Reclaiming Identity, Dismantling Ableism, and Showing Up Whole - Looks Like Work, Season 3, Ep 11
What if the parts of you the world taught you to hide… were the key to your power?
In this episode, I talk with Tiffany Yu—founder of Diversability and author of The Anti-Ableist Manifesto—about what it means to live, lead, and love in a world not designed with all bodies (or minds) in mind.
Tiffany doesn’t just talk about disability—she reclaims it. As identity. As culture. As a lens through which to see the world and remake it with more care, nuance, and agency.
We talk about what it means to move from shame to ownership. From the exhausting labor of disclosure to the freedom of naming.
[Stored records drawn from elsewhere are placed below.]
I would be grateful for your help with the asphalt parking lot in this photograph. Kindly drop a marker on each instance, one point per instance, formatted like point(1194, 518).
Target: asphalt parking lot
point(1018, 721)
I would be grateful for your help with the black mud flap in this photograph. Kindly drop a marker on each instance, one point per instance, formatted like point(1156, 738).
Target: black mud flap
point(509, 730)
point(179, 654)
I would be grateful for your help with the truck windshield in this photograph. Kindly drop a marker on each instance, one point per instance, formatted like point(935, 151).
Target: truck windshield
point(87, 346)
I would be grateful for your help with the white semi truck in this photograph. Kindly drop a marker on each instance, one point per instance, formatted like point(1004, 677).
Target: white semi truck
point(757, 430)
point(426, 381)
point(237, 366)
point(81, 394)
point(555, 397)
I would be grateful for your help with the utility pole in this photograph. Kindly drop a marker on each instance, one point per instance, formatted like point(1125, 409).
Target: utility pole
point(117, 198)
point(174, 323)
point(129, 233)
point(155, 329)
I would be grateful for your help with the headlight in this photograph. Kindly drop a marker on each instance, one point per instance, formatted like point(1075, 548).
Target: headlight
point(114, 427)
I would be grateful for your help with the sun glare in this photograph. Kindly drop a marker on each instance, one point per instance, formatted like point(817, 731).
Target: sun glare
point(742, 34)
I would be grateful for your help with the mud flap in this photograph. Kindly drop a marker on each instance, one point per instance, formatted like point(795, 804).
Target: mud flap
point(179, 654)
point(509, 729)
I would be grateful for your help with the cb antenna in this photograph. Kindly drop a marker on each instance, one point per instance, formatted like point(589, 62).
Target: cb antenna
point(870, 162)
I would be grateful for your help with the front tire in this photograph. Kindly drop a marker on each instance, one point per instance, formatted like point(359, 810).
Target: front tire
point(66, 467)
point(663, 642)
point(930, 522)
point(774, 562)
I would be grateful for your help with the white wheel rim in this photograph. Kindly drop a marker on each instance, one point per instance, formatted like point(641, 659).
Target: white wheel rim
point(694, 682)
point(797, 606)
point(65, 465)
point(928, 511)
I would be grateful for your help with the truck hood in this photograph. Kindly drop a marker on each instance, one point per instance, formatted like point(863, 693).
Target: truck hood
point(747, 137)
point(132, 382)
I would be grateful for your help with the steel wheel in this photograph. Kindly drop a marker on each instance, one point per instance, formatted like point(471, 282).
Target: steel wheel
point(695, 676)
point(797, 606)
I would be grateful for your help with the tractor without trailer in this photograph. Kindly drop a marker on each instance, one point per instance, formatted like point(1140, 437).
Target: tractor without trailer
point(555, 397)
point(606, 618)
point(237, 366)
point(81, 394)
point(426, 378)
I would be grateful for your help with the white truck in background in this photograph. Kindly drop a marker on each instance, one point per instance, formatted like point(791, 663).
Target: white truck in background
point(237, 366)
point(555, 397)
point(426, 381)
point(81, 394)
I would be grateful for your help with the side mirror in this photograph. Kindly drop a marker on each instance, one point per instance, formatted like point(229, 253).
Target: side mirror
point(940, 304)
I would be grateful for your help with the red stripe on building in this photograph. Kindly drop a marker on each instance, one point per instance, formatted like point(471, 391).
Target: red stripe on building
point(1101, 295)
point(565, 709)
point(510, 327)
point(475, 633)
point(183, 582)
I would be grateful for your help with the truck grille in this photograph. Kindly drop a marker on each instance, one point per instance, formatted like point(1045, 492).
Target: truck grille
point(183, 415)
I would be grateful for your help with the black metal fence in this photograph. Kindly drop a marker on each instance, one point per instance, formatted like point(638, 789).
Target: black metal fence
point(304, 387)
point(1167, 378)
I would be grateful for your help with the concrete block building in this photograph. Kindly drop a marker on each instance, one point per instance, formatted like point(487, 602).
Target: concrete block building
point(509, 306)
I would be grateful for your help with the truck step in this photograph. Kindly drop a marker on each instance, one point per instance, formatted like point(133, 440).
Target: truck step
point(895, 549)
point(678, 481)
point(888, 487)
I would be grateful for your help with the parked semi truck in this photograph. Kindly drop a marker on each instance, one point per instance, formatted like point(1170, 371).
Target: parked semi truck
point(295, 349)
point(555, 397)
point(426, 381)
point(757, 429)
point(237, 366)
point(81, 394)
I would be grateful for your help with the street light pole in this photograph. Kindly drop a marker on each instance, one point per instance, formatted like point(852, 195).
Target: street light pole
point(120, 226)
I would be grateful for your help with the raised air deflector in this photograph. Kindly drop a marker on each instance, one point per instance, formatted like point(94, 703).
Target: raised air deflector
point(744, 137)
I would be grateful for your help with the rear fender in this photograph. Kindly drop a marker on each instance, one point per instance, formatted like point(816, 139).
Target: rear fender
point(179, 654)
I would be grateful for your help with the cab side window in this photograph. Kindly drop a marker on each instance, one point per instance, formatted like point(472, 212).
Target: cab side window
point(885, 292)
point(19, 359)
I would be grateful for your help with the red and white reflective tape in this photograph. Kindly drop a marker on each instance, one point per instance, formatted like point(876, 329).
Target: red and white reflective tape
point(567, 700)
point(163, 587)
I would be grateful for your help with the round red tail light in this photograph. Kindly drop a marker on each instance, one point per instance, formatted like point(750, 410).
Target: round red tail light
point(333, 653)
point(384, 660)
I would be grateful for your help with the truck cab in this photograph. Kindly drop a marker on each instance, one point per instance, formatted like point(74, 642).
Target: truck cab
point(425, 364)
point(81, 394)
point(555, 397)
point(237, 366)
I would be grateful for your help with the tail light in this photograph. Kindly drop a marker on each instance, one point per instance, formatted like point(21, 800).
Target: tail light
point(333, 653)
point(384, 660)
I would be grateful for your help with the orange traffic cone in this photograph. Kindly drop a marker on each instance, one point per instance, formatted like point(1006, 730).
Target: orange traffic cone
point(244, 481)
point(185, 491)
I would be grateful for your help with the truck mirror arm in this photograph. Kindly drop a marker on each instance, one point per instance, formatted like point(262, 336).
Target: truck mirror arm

From “being inspiring” to being seen as fully human—even (especially) in our complexities.
Inside this conversation:
The "second origin story" of becoming disabled—and claiming it
The invisible labor of showing up in inaccessible spaces
Why being called “inspiring” isn’t always a compliment
From Wall Street to advocacy: rewriting success on your own terms
The role of joy, rage, and community in the work of activism
How disability intersects with identity, grief, and curiosity
The power of naming your experience and building access into everything—even rest
What it means to go from “me” to “we” to “us”
Tiffany’s powerful question is simple and soul-stretching:
👉 “What’s something that brought you joy recently?”
Because sometimes the bravest thing isn’t fighting the system.
Sometimes it’s feeling joy anyway.
This episode is a call-in for anyone who has felt like they had to explain themselves in order to belong. And a call-out to the systems that still make that the norm.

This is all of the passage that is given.